Booth, 839 N.E.2d at 1172.
The former Chief Justice, Randall Shepherd, dissented. Chief Justice Shepherd stated that the majority’s decision “takes us light years from the restrained application of constitutional principles reflected inMartin v. Richey and turns the medical malpractice statute of limitations into a very liberal rule without so much as a word about why the Indiana Constitution requires the result.” Booth<, 839 N.E.2d at 1178 (Shepherd, C.J., dissenting).
Justice Sullivan also dissented, stating that the “result of the Court's opinion today seems to me to be that the medical malpractice statute of limitations is tolled whenever the alleged malpractice is associated with a pre-existing condition until the patient receives an expert opinion that the pain or symptoms are the product of a particular provider's medical negligence. I believe that this conflicts with the mandate of the Medical Malpractice Act.” Booth, 839 N.E.2d at 1178-79 (Sullivan, J., dissenting).
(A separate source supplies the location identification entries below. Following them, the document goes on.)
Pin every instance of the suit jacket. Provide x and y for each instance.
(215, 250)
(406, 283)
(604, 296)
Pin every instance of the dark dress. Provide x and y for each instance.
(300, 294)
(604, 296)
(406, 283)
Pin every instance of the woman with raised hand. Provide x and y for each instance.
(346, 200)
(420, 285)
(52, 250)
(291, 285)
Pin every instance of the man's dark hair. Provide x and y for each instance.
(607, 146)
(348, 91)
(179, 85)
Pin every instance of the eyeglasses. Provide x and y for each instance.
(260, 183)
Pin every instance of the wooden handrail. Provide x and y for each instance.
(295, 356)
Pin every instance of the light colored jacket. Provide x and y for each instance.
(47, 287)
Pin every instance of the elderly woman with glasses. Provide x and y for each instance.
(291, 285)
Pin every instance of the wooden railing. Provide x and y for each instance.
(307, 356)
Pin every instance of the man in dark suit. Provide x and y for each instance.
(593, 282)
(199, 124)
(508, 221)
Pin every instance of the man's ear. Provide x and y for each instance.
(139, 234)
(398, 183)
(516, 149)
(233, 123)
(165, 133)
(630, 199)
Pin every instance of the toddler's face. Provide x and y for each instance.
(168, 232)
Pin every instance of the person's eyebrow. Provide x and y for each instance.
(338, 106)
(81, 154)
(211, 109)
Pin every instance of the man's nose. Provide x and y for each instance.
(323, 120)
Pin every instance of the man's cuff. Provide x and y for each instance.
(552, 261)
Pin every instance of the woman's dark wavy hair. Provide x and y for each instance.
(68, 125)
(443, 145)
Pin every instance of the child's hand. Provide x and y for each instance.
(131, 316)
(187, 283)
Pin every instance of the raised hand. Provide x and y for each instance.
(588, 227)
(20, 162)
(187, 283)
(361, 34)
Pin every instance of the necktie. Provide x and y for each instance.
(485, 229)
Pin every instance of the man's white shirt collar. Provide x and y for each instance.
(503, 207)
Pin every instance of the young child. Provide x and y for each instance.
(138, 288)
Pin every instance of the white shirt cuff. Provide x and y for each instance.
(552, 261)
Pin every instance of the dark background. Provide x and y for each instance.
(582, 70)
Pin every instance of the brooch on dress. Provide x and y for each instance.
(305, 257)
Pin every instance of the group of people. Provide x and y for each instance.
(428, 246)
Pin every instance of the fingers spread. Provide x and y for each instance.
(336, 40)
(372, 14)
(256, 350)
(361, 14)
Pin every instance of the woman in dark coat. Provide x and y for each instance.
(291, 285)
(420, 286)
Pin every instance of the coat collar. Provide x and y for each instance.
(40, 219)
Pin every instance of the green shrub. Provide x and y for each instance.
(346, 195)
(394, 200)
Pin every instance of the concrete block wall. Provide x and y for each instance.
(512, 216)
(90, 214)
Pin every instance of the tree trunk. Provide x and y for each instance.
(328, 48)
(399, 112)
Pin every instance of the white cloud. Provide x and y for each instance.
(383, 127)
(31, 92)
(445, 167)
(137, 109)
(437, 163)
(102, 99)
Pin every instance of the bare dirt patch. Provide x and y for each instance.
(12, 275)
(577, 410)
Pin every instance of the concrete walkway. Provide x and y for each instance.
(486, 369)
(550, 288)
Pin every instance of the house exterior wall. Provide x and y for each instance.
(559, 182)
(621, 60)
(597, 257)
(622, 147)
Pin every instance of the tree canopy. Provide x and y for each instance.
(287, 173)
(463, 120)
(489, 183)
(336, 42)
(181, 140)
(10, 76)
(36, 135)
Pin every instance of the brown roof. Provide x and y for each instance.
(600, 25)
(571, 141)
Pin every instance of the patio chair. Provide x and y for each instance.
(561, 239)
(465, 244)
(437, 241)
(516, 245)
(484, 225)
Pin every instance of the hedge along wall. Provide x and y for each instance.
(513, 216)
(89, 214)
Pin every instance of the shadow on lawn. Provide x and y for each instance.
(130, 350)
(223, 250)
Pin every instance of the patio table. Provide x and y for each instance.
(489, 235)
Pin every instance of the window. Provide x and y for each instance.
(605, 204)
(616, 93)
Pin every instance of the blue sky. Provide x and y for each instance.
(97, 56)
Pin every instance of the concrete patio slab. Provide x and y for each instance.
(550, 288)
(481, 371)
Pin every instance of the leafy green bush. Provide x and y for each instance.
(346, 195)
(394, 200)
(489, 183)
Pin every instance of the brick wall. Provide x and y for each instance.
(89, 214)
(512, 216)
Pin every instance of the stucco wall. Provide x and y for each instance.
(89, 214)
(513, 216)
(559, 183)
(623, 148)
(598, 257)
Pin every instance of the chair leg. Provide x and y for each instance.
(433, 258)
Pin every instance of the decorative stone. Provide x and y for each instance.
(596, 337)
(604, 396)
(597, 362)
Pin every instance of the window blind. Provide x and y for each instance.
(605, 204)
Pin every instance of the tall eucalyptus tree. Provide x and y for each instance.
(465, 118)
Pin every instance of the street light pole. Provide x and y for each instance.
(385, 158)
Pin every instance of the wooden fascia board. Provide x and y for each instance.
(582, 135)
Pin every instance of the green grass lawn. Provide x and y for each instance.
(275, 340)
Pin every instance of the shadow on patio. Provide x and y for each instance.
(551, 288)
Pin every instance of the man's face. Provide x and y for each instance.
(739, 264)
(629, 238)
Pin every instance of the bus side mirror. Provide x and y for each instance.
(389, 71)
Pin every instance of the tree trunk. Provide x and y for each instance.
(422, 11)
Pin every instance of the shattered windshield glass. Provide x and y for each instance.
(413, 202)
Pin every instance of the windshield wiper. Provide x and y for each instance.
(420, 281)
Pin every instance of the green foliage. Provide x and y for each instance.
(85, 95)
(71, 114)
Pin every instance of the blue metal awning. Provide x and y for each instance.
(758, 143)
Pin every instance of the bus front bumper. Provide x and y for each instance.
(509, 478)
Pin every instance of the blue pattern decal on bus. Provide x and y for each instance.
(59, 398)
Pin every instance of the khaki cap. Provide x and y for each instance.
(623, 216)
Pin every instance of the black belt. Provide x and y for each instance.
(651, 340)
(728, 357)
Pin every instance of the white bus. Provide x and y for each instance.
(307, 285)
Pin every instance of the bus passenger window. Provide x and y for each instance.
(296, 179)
The Supreme Court’s decision in this case follows the rationale of the Booth majority and illustrates the accuracy of Justice Sullivan and Justice Shepherd’s dissenting opinions.
The other important aspect of the Supreme Court’s decision is its explanation of why the Medical Malpractice Act applies to this case. Ms. Manley argued that the Medical Malpractice Act did not apply because she was not a patient of Dr. Sherer. The Supreme Court rejected the argument:
"The plaintiffs have treated it otherwise by filing their proposed complaint with the Department of Insurance as required by the Act. They may not now contend that the Medical Malpractice Act and its time limitation do not apply to their claim."
The Supreme Court’s statement suggests that by filing a proposed complaint with the Department of Insurance, a plaintiff waives or is estopped from making the argument that the claim falls outside the Medical Malpractice Act. Any attorney who deals with medical malpractice should be aware of this possible rule and its implications.